The response of women in the U.S., in Canada and around the world to this attack has been to get into action in the hundreds of thousands to reverse this broad assault on their rights. Women are rising up to affirm their rights. And at the centre of this struggle is the striving for health care for all.
TML: Please tell us about your involvement in the organizing work in the late 1960s and early 70s regarding women’s health including abortion. We would like to hear about that experience and its impact.
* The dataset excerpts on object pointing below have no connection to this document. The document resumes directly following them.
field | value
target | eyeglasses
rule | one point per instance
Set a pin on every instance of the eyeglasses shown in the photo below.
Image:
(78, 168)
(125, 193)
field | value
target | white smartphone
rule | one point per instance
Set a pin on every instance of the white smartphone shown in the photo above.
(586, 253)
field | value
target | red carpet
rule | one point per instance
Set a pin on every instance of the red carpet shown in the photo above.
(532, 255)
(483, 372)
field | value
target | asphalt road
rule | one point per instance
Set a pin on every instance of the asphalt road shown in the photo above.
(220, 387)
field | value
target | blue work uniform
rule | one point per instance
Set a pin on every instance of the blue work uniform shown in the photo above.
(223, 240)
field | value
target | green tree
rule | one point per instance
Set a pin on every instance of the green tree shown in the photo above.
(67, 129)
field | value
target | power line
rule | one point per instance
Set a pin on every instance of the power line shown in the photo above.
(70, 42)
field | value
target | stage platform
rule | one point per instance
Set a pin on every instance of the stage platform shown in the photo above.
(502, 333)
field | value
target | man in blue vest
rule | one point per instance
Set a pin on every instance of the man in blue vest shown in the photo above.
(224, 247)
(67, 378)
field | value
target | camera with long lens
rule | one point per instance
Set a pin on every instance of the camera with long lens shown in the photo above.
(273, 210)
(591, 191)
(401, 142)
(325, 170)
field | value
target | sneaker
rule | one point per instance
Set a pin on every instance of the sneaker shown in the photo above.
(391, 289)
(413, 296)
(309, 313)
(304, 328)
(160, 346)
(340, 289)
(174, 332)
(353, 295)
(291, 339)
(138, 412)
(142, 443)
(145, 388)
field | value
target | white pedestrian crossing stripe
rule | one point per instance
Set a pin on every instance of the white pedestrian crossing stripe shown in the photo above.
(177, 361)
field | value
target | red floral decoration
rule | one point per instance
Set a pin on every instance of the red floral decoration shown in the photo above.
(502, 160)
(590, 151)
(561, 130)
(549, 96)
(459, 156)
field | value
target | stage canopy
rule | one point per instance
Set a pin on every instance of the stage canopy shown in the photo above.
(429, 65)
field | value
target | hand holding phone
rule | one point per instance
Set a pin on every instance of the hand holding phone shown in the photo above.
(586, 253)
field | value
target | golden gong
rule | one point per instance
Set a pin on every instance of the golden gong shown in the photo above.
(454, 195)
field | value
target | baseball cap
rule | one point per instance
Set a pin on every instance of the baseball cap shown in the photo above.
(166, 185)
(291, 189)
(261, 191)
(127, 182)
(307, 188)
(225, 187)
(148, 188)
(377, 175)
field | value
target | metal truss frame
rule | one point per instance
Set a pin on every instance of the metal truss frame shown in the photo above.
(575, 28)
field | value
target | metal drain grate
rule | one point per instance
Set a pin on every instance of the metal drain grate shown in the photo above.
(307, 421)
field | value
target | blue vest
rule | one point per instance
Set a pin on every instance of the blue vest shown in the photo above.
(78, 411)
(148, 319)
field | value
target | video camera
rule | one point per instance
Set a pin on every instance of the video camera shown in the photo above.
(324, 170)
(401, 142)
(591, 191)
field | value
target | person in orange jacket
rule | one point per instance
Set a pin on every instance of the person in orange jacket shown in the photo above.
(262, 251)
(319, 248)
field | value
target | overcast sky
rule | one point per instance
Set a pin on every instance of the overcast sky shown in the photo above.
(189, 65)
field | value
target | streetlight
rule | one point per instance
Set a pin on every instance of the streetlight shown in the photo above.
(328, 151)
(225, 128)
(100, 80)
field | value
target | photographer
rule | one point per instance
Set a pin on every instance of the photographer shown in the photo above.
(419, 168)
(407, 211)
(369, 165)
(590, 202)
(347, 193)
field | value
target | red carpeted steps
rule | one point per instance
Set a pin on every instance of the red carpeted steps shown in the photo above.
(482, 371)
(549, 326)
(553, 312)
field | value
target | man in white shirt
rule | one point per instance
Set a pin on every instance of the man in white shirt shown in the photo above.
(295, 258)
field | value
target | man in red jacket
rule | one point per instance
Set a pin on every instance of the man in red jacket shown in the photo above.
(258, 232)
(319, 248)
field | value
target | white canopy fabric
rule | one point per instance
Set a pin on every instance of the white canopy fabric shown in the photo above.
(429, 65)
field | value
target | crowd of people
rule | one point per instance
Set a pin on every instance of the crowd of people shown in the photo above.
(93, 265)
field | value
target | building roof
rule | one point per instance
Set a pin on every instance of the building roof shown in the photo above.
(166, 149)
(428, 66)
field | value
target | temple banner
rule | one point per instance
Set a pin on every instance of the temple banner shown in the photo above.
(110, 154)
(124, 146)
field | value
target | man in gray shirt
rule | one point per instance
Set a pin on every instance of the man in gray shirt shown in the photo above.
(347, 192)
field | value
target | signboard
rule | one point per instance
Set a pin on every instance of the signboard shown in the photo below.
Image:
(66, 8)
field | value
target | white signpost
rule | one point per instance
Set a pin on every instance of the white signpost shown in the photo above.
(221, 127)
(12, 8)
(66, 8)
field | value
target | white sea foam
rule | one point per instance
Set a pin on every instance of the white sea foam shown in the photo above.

DH(C): At that time, women, youth, workers and students – in fact, society as a whole – faced significant challenges at home and abroad. As young women, we were fighting for our rights, for appropriate living and working conditions (with many of us both workers and students); to end racism, sexism and wars of aggression in Viet Nam, Cambodia and other countries; for recognition of the hereditary rights of Indigenous peoples; for the rights and needs of older adults, those experiencing poverty and those with disabilities; and there were rising concerns about the environment. These were turbulent yet positive and forward-looking times.
Seeking out the ways to come together and organize ourselves to bring about meaningful change was at the top of our agenda. We were determined to use our own voices – to be our own change-makers – and women were in the forefront of these struggles. Women’s liberation groups were on the rise across Canada. Women’s health and reproductive rights were huge concerns. We felt strongly that the right to control our own bodies and to have free, accessible and appropriate health care for women – and for everyone – was an integral part of gaining control over our lives.
TML: And you were involved in the organizing specifically regarding abortion?
DH(C): Yes. One significant concern in the late 1960s was the fact that abortion remained an offence codified in Section 251 of the Criminal Code of Canada. This meant that many women, especially those with limited resources (and thus unable to travel to other jurisdictions outside of Canada), had no choice but to resort to “back street” abortions. Estimates at the time were that more than 2,000 women a year were dying in the course of these “procedures.” In 1969, Omnibus Bill C-150 was passed by the Pierre Trudeau government and was touted as being “legalization.” However, it required women to seek “approval” from a Therapeutic Abortion Committee (TAC) composed of three doctors who “decided” whether the pregnancy endangered the mental, emotional or physical health of the mother.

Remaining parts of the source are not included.